This column ran in the March 2012 issue of News Photographer Magazine. It details the controversy that ended with the dismissal of Bryan Patrick from the Sacramento Bee for combining two photos in order to make one better photograph.

By Donald Winslow, Editor

Award-winning photojournalist dismissed after altered pictures discovered.

 Editors at The Sacramento Bee fired veteran staff photojournalist Bryan Patrick in February for “violating the paper’s ethics policy forbidding manipulation of documentary photographs.”

 The news came days after the award-winning photographer was suspended when a reader sent an eMail to Bee editors that questioned the validity of a Metro B1 section front picture by Patrick. The photograph was from a bird-watching event, and it been published earlier that week, on Sunday.

 Editors investigated the claim and determined that Patrick’s picture had been digitally altered. He wasn’t immediately fired but his suspension was continued while an investigation was launched to examine his previously archived images.

 In a “Correction To Readers” published online first and then the following day in print, Bee editors said that Patrick’s photograph of a snowy egret taken at the Galt Winter Bird Festival had been “digitally altered by the photographer in violation of our standards.” It had been published on the section front as part of a two-picture combo. The second photograph showed a group of other photographers at the festival, with telephoto lenses and tripods, who were also documenting birds.

 Two days after Bee editors told their readers of the violation, the newspaper published a story headlined “To Our Readers” saying Patrick had been fired.

 Patrick has been an NPPA member since 1978, and over the years he has been a consistent winner in NPPA’s Regional and National clip contests as well as in the organization’s Best of Photojournalism competition. He did not respond to a telephone message and an email requesting comment on the situation.

 In the firing story the Bee told readers, “The photograph ... showed a snowy egret trying to steal a frog from a great egret. In the original photograph, the frog was not as visible, so Patrick merged in a different image of the great egret.”

 They also told readers that editors investigating Patrick’s archives found two additional images that had been digitally altered, also a violation of the Bee’s ethics standards.

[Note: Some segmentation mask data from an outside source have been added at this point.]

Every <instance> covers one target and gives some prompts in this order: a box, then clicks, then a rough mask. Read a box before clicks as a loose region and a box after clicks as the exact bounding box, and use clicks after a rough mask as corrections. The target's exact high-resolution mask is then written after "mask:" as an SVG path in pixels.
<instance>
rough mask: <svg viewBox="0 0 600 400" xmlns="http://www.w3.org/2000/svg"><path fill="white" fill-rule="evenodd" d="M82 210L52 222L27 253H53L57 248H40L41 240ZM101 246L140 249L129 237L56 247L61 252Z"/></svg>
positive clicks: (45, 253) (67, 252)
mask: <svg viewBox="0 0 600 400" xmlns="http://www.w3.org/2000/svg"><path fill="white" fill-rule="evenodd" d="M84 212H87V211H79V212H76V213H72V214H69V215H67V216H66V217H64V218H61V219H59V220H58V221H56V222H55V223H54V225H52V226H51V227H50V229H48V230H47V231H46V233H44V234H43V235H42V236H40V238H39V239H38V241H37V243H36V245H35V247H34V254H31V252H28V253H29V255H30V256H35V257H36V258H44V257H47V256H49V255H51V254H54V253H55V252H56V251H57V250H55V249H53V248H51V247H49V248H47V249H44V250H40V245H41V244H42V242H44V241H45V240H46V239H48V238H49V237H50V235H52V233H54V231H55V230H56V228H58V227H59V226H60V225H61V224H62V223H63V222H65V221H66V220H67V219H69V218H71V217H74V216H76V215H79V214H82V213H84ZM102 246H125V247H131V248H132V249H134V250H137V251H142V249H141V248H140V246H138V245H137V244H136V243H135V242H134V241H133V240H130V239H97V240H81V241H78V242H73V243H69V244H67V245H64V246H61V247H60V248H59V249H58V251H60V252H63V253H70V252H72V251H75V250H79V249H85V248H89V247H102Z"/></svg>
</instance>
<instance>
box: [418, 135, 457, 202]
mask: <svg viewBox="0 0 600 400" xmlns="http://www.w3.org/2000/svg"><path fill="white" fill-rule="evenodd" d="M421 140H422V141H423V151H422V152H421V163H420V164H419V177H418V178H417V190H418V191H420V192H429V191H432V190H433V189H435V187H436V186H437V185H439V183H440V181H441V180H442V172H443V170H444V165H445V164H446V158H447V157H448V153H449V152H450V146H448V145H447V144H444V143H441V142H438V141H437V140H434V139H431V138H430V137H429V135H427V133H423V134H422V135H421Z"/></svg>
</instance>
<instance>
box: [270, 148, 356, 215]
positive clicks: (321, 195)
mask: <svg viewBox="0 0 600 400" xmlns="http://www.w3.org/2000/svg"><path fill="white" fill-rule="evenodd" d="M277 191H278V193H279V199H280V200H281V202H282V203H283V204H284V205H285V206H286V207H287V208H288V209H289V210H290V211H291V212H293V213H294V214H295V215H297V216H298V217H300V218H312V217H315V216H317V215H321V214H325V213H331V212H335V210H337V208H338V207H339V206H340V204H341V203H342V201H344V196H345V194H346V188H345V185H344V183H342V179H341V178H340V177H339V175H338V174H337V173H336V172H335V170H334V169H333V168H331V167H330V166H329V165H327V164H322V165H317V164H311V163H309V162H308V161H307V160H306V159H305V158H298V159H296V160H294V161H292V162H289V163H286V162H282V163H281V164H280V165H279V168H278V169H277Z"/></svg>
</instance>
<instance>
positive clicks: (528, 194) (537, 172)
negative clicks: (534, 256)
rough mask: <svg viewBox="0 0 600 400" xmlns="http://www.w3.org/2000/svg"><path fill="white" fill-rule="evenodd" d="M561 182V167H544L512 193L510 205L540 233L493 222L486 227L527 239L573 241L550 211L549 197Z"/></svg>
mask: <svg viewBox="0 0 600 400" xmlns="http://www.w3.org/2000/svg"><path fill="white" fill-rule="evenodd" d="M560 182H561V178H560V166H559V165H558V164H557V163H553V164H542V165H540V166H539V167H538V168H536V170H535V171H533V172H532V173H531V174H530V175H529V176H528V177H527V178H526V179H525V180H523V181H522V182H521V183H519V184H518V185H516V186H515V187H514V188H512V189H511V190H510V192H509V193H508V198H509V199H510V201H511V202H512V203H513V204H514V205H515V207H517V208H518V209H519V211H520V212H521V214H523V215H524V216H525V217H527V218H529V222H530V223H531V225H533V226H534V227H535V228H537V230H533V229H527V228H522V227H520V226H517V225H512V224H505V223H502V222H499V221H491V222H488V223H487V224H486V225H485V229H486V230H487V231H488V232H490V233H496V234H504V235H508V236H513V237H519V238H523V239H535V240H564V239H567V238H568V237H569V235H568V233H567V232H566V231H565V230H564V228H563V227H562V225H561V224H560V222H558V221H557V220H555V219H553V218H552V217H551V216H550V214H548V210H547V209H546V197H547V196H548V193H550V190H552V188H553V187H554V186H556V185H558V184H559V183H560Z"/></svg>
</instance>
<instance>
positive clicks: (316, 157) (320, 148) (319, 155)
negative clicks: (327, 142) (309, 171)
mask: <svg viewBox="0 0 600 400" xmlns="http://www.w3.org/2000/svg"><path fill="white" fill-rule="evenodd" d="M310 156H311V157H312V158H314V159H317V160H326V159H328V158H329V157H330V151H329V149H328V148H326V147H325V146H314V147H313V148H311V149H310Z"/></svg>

One photograph, published online last September, showed a lone person in a sunflower field. Bee editors said Patrick had digitally altered the image to remove his own shadow and replace his shadow with sunflowers.

 Another photograph, from a 2009 Auburn wildfire, had been published “unaltered” in the Bee but editors say that Patrick had “enlarged the flames” in the copy of the photograph he submitted to the San Francisco Bay Area Press Photographers Association’s annual contest. The picture won an award in that contest. Bee editors said an anonymous email to editors had also “cast suspicion” on that picture.

 That same photograph by Patrick had also won 1st Place in the Natural Disaster category of NPPA’s 2009 Best of Photojournalism competition. Any digital alteration of a news photograph also violates NPPA’s Code of Ethics.

 Bee senior editor of visuals Mark Morris told News Photographer magazine that the newspaper would not issue any comment beyond what they said in their published stories.

 “We are faced again with the credibility of a respected photojournalist being destroyed by a self-inflicted wound in a most horrendously needless way,” NPPA Ethics & Standards Committee chair John Long said after Patrick’s firing.

 Speaking for the committee Long said, “There is no excuse for the combining of these images. He has apparently taken two decent photos and – in the hopes of making one excellent photo – has instead created a visual lie that harms his reputation and the reputation of his newspaper. This is a sad day for our profession.”

 Long said that the one and only thing we as photojournalists have to offer our readers and viewers is our credibility.

 “If we destroy that by lying, we harm our entire profession. Our integrity has to be valued above all other aspects of our work.”

 Those who follow the ethical practices of visual journalism might be struck by the similarity of what Bee editors said Patrick did to an incident in 2003 that resulted in the firing of Los Angeles Times photojournalist Brian Walski. Covering the war in Iraq, Walski combined two images into one picture that was published in the Times and other newspapers, prominently on many front pages. Walski was fired when the fakery was discovered.

 Then four years later editors at The Toledo Blade discovered that dozens of doctored images had been published. The digitally altered photographs were the product of their four-time Ohio News Photographer of the Year, a one-time Pulitzer Prize finalist, staff photographer Allan Detrich. Suspended from work in April 2007 while editors conducted an investigation, he resigned a few days after the incident made headlines.